Get access

Design and Use of a Quantitative Scale for Measuring Presyncope

Authors


  • The Prevention of Syncope Trial Investigators are listed in the Appendix.

  • This study was funded in part by grants from the Canadian Institutes of Health Research.

  • Dr. Fouad-Tarazi reports participating in research studies funded by Chelsea Therapeutics, Inc.
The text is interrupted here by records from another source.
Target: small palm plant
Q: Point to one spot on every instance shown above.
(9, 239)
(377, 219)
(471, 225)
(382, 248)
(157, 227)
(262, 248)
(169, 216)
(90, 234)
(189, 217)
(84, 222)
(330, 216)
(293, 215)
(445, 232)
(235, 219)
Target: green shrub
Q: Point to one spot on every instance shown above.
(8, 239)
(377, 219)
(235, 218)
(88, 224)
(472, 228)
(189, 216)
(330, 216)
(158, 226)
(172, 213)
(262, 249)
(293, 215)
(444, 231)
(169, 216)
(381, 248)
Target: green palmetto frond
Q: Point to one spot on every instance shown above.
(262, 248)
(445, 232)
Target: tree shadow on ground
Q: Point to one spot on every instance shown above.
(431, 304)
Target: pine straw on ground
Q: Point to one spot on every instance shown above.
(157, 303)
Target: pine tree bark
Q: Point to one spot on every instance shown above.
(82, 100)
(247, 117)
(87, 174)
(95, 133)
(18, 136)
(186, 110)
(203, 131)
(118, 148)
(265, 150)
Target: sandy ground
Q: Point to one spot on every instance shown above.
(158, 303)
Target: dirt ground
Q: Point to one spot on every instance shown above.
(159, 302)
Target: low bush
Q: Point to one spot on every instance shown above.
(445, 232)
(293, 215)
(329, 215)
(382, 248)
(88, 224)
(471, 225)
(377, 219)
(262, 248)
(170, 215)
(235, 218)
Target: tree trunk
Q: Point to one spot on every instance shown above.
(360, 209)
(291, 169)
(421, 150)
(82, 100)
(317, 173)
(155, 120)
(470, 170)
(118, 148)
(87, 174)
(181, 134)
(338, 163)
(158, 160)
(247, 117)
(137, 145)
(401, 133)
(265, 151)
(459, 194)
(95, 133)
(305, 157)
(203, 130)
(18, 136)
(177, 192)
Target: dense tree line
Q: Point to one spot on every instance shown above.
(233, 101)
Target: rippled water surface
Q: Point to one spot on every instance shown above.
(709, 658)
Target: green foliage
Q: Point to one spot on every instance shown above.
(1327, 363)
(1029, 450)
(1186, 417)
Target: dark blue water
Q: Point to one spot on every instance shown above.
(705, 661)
Address for correspondence: Dr. Robert S. Sheldon, Libin Cardiovascular Institute of Alberta, University of Calgary, 3330 Hospital Drive NW, Calgary, Alberta T2N 4N1, Canada. Fax: 403-270-0313; E-mail: sheldon@ucalgary.ca

Abstract

Introduction: Vasovagal syncope is common and distressing. One important symptom is presyncope, but there are no clinimetric measures of this. We developed the Calgary Presyncope Form (CPF) and used it to test whether metoprolol reduces presyncope in a randomized trial.

Methods: The CPF captures the frequency, duration, and severity of presyncope. We administered it to participants in the Prevention of Syncope Trial (POST), a randomized clinical trial that tested the hypothesis that metoprolol reduces syncope and presyncope in adult patients with vasovagal syncope.

Results: The CPF was completed by 44 patients on metoprolol and 39 patients on placebo, of a total of 208 subjects. Completion of the CPF for each of the threedimensions was 84–87% in the 83 respondents. Results were centrally distributed in duration and severity dimensions, but not in frequency. Patients had a median of 1.2 presyncopal spells per day, with a median moderate severity, lasting a median 10 minutes. The 3 scales were statistically independent of each other. These results were independent of subject age, and results in all 3 dimensions were stable over the observation period. There was no significant difference between patients on metoprolol and placebo in any dimension.

Conclusion: The 3-dimensional CPF is simple, easy to use, stable over time, measures 3 independent variables, and documents that metoprolol does not reduce presyncope.